The 12th annual Falls Prevention Awareness Day (FPAD) is today, September 23, 2019. Falls Prevention Awareness Day is sponsored by the National Council on Aging to raise awareness about how to prevent fall-related injuries among older adults and bring attention to this growing public health issue.
Falls are the leading cause of fatal and nonfatal injuries for older Americans. Falls threaten seniors’ safety and independence and generate enormous economic and personal costs. However, falling is not an inevitable result of aging. Through practical lifestyle adjustments, evidence-based falls prevention programs, and clinical-community partnerships, the number of falls among seniors can be substantially reduced.
According to the U.S. Centers for Disease Control and Prevention:
- One-fourth of Americans aged 65+ falls each year.
- Every 11 seconds, an older adult is treated in the emergency room for a fall; every 19 minutes, an older adult dies from a fall.
- Falls are the leading cause of fatal injury and the most common cause of nonfatal trauma-related hospital admissions among older adults.

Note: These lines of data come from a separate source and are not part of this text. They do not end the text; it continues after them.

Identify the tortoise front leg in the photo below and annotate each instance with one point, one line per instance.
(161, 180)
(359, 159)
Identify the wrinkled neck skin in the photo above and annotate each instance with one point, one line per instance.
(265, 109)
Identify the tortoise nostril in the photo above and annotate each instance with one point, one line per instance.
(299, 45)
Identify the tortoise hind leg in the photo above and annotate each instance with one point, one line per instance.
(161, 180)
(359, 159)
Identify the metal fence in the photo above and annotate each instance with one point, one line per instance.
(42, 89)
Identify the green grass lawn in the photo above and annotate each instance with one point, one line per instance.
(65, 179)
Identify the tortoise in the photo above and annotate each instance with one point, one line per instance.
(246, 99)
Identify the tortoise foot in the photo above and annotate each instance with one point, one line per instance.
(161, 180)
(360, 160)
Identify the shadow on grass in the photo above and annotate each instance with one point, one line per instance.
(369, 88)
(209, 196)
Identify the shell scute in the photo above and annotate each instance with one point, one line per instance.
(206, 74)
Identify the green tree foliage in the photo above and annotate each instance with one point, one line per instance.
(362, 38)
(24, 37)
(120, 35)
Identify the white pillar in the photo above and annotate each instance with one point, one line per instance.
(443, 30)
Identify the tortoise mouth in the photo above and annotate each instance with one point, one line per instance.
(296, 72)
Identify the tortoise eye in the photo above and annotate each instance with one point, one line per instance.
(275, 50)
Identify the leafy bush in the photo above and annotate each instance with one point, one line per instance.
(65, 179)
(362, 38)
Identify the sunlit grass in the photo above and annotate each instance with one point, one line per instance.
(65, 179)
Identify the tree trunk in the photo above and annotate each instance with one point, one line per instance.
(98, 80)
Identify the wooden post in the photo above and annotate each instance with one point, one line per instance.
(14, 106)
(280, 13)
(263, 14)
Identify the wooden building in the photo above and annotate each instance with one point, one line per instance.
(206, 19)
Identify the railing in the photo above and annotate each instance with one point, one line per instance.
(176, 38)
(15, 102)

- Falls result in more than 3 million injuries treated in emergency departments annually, including over 850,000 hospitalizations and more than 29,000 deaths.
- In 2015, the total cost of fall injuries was $50 billion.
- The financial toll for older adult falls is expected to increase as the population ages and may reach $67.7 billion by 2020.
Falls, with or without injury, also carry a heavy quality of life impact. A growing number of older adults fear falling and, as a result, limit their activities and social engagements. This can result in further physical decline, depression, social isolation, and feelings of helplessness.
Many people think falls are a normal part of aging. The truth is, they’re not. Most falls can be prevented and you have the power to reduce your risk. Below are six important steps that you can take to prevent a fall.
- Find a good balance and exercise program
- Look to build balance, strength, and flexibility.
- Find a program you like and take a friend.
- Talk to your health care provider
- Ask for an assessment of your risk of falling.
- Share your history of recent falls.
- Regularly review your medications with your doctor or pharmacist.
- Make sure side effects aren’t increasing your risk of falling.
- Take medications only as prescribed.
- Get your vision and hearing checked annually and update your eyeglasses
- Your eyes and ears are key to keeping you on your feet.
- Keep your home safe
- Remove tripping hazards, increase lighting, make stairs safe, and install grab bars in key areas.
- Talk to your family members
- Enlist their support in taking simple steps to stay safe. Falls are not just a seniors’ issue.